Andrew Grene (B.A. ’87), a United Nations diplomat in Haiti, died in last week’s devastating earthquake. He was stationed in Port-Au-Prince as assistant to a United Nations special representative in Haiti, Hedi Annabi, who also died in the quake.
“He was a true humanitarian, working for the good of the people of Haiti,” Irish Foreign Affairs Minister Micheál Martin said in a statement. “My thoughts are with Andrew’s wife and children and all his family and friends at this difficult time.”
Grene, 44, whose father, David, was a classics professor at the University and an influential translator, grew up in Chicago and Ireland. He attended high school in Winnetka, Illinois, majored in romance languages at the University of Chicago, and later graduated from the Medill School of Journalism at Northwestern University.
Grene’s work with the United Nations took him to the Central African Republic and East Timor, and Grene was eager to work in Port-Au-Prince.
“He believed passionately in the Haitian people,” his twin brother Gregory told the Chicago Tribune on Tuesday. “He believed in their vivacity, their charm.

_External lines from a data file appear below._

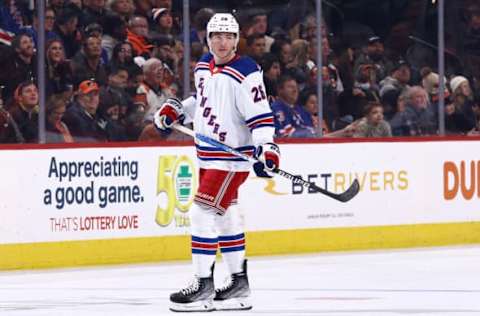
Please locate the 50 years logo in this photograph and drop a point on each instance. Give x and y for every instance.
(176, 188)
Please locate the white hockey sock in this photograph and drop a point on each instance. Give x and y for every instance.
(231, 239)
(204, 239)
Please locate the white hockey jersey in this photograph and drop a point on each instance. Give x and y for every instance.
(230, 106)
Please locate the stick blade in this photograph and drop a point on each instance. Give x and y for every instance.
(351, 192)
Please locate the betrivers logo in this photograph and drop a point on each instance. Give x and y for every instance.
(373, 180)
(176, 188)
(463, 178)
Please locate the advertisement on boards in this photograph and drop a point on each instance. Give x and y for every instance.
(97, 193)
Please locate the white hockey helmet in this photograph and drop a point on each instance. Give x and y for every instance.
(223, 22)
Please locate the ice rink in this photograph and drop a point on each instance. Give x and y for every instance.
(437, 281)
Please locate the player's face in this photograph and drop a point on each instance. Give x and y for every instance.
(223, 46)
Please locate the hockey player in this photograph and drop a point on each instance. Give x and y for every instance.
(231, 106)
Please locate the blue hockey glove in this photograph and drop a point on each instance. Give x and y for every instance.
(269, 159)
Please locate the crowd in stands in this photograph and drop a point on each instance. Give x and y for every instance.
(110, 64)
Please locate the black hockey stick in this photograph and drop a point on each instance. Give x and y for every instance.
(342, 197)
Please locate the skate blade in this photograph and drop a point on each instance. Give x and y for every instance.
(233, 304)
(200, 306)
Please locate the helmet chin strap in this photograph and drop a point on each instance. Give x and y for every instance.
(217, 58)
(215, 55)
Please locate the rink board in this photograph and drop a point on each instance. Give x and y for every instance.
(106, 205)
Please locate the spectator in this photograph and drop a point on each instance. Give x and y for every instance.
(287, 115)
(375, 55)
(373, 124)
(199, 31)
(81, 116)
(164, 49)
(256, 47)
(162, 22)
(418, 119)
(58, 69)
(93, 12)
(394, 85)
(476, 110)
(300, 67)
(109, 110)
(87, 63)
(117, 84)
(149, 94)
(57, 5)
(271, 73)
(122, 56)
(459, 115)
(124, 8)
(24, 113)
(20, 67)
(365, 82)
(32, 30)
(137, 35)
(283, 50)
(56, 130)
(259, 25)
(115, 32)
(431, 82)
(143, 8)
(308, 99)
(66, 29)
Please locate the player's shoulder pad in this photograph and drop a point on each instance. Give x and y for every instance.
(203, 63)
(245, 65)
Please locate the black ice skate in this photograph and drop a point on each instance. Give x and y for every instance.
(197, 297)
(235, 294)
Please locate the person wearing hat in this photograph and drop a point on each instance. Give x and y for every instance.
(23, 115)
(87, 62)
(81, 116)
(459, 114)
(397, 82)
(374, 54)
(137, 35)
(162, 22)
(115, 32)
(124, 8)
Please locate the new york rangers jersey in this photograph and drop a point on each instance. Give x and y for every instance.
(230, 106)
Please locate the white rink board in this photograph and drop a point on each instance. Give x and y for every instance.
(402, 183)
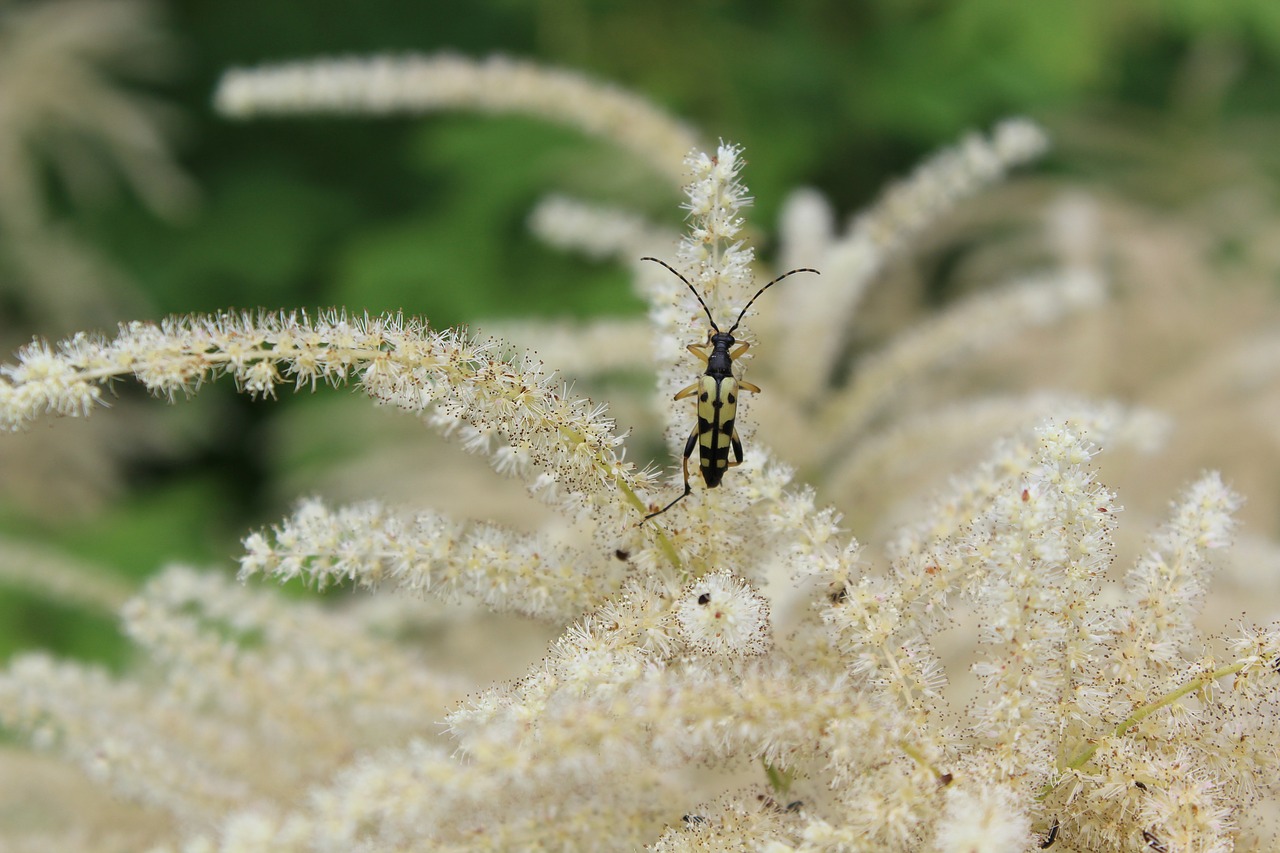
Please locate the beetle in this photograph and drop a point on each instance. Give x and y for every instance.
(717, 392)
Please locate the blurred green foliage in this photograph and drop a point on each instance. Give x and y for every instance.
(428, 214)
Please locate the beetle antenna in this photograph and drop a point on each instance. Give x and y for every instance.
(803, 269)
(695, 292)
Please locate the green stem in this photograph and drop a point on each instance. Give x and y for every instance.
(780, 780)
(1144, 711)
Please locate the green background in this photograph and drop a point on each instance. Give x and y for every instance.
(394, 213)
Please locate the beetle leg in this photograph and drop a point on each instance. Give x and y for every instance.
(689, 451)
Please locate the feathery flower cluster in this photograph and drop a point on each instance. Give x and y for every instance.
(562, 446)
(745, 630)
(410, 83)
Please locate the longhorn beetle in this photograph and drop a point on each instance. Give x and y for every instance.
(717, 395)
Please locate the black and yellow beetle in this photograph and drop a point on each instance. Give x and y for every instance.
(717, 395)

He believed in giving every person in the world a fair shot, and he gave his life for that.”
As of Thursday, Grene is one of 61 confirmed United Nations officials killed in the Haiti earthquake, the largest single loss of life in the organization’s history.
Grene is survived by two sons who attend the University, second-year Alex and third-year Patrick, as well as his daughter Rosamund and his wife Jennifer.